Before I finish my rant about cats, let me rant about my neighborhood. My neighborhood is slowly going downhill. For eight years, it has been a pretty good place to live. Yeah, we've always been right on the edge of the ghetto, but once you're actually in my neighborhood you never really noticed. About a year ago, the prostitutes crossed over the major street and started walking on my side of the street. Downward slide. Then the light rail construction brought about the demolition of all the corner houses along the major street, bringing my house one closer to the ghetto and making it now visible from the major street. Downward slide. For a while there was a security guard posted on our neighborhood access road to prevent squatters from occupying the empty to-be-demolished homes. Then they put the light rail on hold for X number of years, which leaves us with a bunch of vacant lots. Nice. Downward slide. Next, the foreclosures started leaving many of the houses empty. It really is a downhill slide.

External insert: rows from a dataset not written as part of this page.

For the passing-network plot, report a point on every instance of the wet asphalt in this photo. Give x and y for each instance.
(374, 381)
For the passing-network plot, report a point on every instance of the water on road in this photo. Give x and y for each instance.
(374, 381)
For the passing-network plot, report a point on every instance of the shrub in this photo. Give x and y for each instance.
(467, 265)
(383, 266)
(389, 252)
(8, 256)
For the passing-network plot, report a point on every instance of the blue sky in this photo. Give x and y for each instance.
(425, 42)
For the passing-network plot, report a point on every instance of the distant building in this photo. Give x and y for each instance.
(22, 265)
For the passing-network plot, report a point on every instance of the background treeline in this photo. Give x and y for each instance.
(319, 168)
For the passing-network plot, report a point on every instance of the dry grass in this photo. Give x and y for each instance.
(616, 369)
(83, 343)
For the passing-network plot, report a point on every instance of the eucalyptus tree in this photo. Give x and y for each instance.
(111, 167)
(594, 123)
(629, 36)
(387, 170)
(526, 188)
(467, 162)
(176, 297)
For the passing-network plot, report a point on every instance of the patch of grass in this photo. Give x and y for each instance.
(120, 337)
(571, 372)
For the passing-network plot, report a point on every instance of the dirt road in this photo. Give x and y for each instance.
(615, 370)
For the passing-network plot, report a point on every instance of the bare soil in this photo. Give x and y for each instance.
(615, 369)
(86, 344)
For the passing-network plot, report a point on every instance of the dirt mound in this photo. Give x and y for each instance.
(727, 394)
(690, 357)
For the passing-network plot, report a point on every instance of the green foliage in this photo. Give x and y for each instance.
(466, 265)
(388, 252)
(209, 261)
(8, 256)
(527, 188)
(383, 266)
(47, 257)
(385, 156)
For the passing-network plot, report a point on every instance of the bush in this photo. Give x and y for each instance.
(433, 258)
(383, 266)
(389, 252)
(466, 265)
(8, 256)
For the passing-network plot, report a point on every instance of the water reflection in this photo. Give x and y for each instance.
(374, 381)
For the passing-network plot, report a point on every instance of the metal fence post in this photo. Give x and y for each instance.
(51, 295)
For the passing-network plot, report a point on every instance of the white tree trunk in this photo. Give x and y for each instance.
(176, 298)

What really sucks is that we had the opportunity for the light rail to really help our neighborhood. As part of the light rail construction, the city proposed turning all the streets that weren't deemed to be thoroughfares into cul-de-sacs, ending right before the major street where the light rail will be built. This would have kept the ghetto from doing its current rapid encroachment right up to my front door. But the people in my neighborhood voted this down. Well, they didn't vote it up, at any rate. We needed a 70% approval rate for it to pass. I doubt 70% of the people even voted. Anyway, we won't be getting cul-de-sacs. We will be getting a berm and some "landscaping" to replace all these eyesore vacant lots...whenever the budget crisis allows for the continuation of light rail construction. Or never, in that case.

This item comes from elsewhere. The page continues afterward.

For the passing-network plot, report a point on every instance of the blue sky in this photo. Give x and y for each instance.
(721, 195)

Ok, back to the cats. In addition to the prostitutes and the empty lots and empty houses, another new addition to my neighborhood are feral cats. For the past eight years, we had a few mature, most likely owned cats out and about. We'd see them occasionally on our walks. But now there are about a bazillion (I'm still working on the census numbers so I'm estimating that number) adolescent cats everywhere. This makes walking the dogs very annoying. If the dogs see a cat (which is every time we go out), they go crazy and remain on HIGH ALERT for the rest of the walk. It's gotten to the point that the dogs go on HIGH ALERT as soon as the leashes come out. Immediately noses hit the pavement looking for the first cat trail. Forget about running the dogs. They cannot maintain a straight line while in HIGH ALERT. No way!! They might miss a cat!!!!
Whenever we see a cat, I immediately put the dogs into a sit/stay to give the cat a chance to get away and to, optimistically, give the dogs a minute to calm down. And though they do stay, they are quivering and crying the whole time. How do you train a dog not to quiver and cry??

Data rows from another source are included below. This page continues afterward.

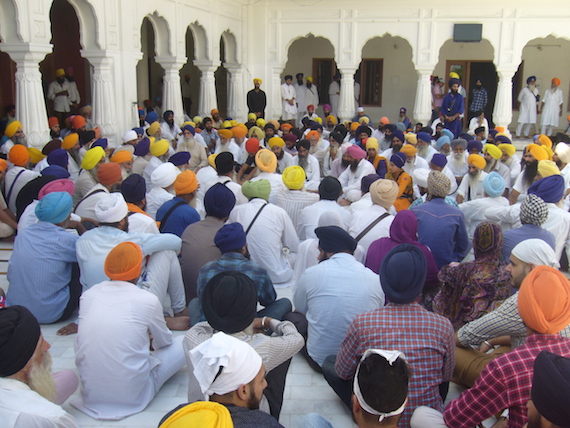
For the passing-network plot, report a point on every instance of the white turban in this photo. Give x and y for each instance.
(111, 208)
(239, 360)
(164, 175)
(535, 251)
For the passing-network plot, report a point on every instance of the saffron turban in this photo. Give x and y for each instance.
(219, 201)
(54, 208)
(476, 160)
(19, 155)
(549, 189)
(185, 183)
(544, 300)
(159, 147)
(92, 158)
(124, 262)
(266, 160)
(256, 189)
(60, 185)
(12, 128)
(239, 360)
(109, 173)
(294, 177)
(384, 193)
(494, 184)
(403, 273)
(493, 150)
(19, 336)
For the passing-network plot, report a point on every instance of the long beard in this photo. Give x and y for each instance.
(40, 379)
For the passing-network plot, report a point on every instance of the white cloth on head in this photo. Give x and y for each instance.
(239, 360)
(535, 251)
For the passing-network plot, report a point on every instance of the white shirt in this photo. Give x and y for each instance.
(272, 231)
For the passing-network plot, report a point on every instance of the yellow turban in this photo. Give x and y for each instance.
(12, 128)
(276, 141)
(538, 152)
(159, 148)
(547, 168)
(544, 300)
(509, 149)
(294, 177)
(409, 150)
(92, 157)
(70, 141)
(35, 155)
(266, 160)
(493, 150)
(206, 414)
(371, 143)
(477, 160)
(153, 129)
(545, 141)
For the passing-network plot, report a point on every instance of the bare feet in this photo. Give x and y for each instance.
(70, 328)
(178, 322)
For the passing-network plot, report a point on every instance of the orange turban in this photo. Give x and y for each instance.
(185, 183)
(478, 161)
(124, 262)
(19, 155)
(544, 300)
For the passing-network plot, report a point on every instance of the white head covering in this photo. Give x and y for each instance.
(111, 208)
(535, 251)
(164, 175)
(239, 360)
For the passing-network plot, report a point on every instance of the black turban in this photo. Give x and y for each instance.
(229, 302)
(19, 335)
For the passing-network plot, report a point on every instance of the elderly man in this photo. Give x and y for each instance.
(321, 291)
(269, 231)
(27, 388)
(424, 337)
(120, 324)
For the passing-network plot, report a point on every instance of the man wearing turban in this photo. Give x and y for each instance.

Walking/running the dogs has long been an exercise to calm the dogs and, more importantly, to calm my over-active crazy brain. Now walking the dogs makes me even crazier than I was before. I hate cats!
3 comments:
While I'm grateful my dogs don't really react to seeing cats, I too hate to see them roam freely. They poop all over our yards and then the dogs end up trying to find kitty snacks or walk in with cat-pee-smelling-beardies and ICK.
Everybody, everybody wants to be a cat. (Even your dog)
I've observed an unusually large number of dead birds here in the Valley for many months now.
A theory:
Recession -> less money for pet food -> more stray cats -> more dead birds.
So remember: when someone says that this economy is "for the birds," they have absolutely no idea what they're talking about.